Wednesday, February 21, 2024, 12:27 AM
Site: CPM Professional Learning Portal
Module: CPM Professional Learning Portal (CPM Professional Learning Portal)
Glossary: CPM Glossary
D

Dashboard

The dashboard is a virtual location where CPM users can interact with the Learning Management System. It provides at-a-glance views of instructional element outcomes progress.

Deficit Mindset

Deficit thinking refers to the notion that students (particularly low income, minority students) fail in school because such students and their families experience deficiencies that obstruct the learning process (e.g. limited intelligence, lack of motivation and inadequate home socialization). Deficit Thinking does not Support Productive Struggle in Learning Mathematics.

A deficit mindset often results in Educators rescuing students from difficult tasks, and removing the opportunity for productive struggle. 

  • “Teachers sometimes perceive student frustration or lack of immediate success as indicators that they have somehow failed their students. As a result, they jump in to “rescue” students by breaking down the task and guiding students step by step through the difficulties. Although well intentioned, such “rescuing” undermines the efforts of students, lowers the cognitive demand of the task, and deprives students of opportunities to engage fully in making sense of the mathematics” Principles to Action, pg. 48

Mindsets must shift about what it means to be “successful” in mathematics. Productive struggle should be considered as a valuable part of the learning process. 

  • “Mathematics classrooms that embrace productive struggle necessitate rethinking on the part of both students and teachers. Students must rethink what it means to be a successful learner of mathematics, and teachers must rethink what it means to be an effective teacher of mathematics. “Principles to Action, pg. 49

“Teachers greatly influence how students perceive and approach struggle in the mathematics classroom. Even young students can learn to value struggle as an expected and natural part of learning, as demonstrated by the class motto of one first-grade math class: “If you are not struggling, you are not learning” Principles to Action, pg. 50

Depth of Knowledge

Depth of Knowledge or DoK is another type of framework used to identify the level of rigor for an assessment.

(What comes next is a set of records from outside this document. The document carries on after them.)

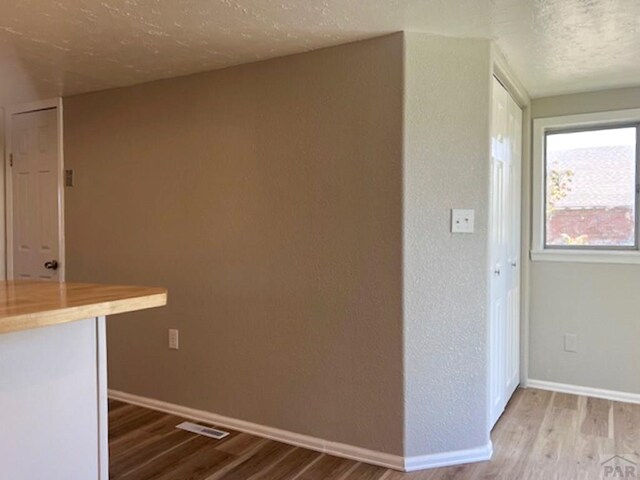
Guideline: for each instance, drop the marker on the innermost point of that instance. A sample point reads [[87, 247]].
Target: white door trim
[[9, 112]]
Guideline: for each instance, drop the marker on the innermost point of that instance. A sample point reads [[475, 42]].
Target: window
[[586, 188], [590, 188]]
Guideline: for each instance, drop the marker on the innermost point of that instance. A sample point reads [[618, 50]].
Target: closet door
[[504, 239]]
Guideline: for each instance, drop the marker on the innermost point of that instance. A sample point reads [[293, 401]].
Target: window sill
[[593, 256]]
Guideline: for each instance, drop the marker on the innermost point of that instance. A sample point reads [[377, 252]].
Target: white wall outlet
[[570, 342], [462, 220], [174, 339]]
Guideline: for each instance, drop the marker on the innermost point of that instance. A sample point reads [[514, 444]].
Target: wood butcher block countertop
[[25, 304]]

In 1997, Dr. Norman Webb developed the DoK to categorize activities according to the level of complexity in thinking.  CPM Classwork problems are often DoK level 3 or 4, while Review & Preview problems are often level 1 or 2.

Descriptive, Effective Feedback

Good feedback improves student learning. It has the following qualities:

Specific: It is a tool for future change.  Ask yourself, "What worked?" or "What does the student understand?" Then ask, "What needs improvement?"  

Actionable: Emphasize what could be done differently rather than what is wrong.  Actionable feedback is often in the form of a question.  "How could you have justified this differently?"

Timely: The most effective feedback is immediate and frequent.  How can your feedback be timely for both formative and summative work?

Respectful:  Make an effort to look for the good while still focusing on future changes. How can this work be an asset for future learning not just for this student but other students?

Discussion Points

Some lessons include questions embedded in the task that study teams should use to guide their discussions, investigations, and problem-solving processes.

Dyad

Mode of Instruction: Partner work           Purpose: Making connections

Objective: To implement tasks that promote reasoning and problem solving, students share without interruption for a short period of time. Teacher monitors through circulation.


Student think-alouds are used in a variety of ways. For example, partners take turns talking about feelings of returning to school. Or, students express concern about math topics on upcoming assessments. A Dyad allows students time to talk without interruption. Each student receives equal time. The listener does not talk; a Dyad is not a conversation. Students maintain eye contact and positive body language.


  • Students share—without interruption—with a partner.

  • Each partner shares for an equal amount of time.

  • Listening partner remains quiet and uses positive body language.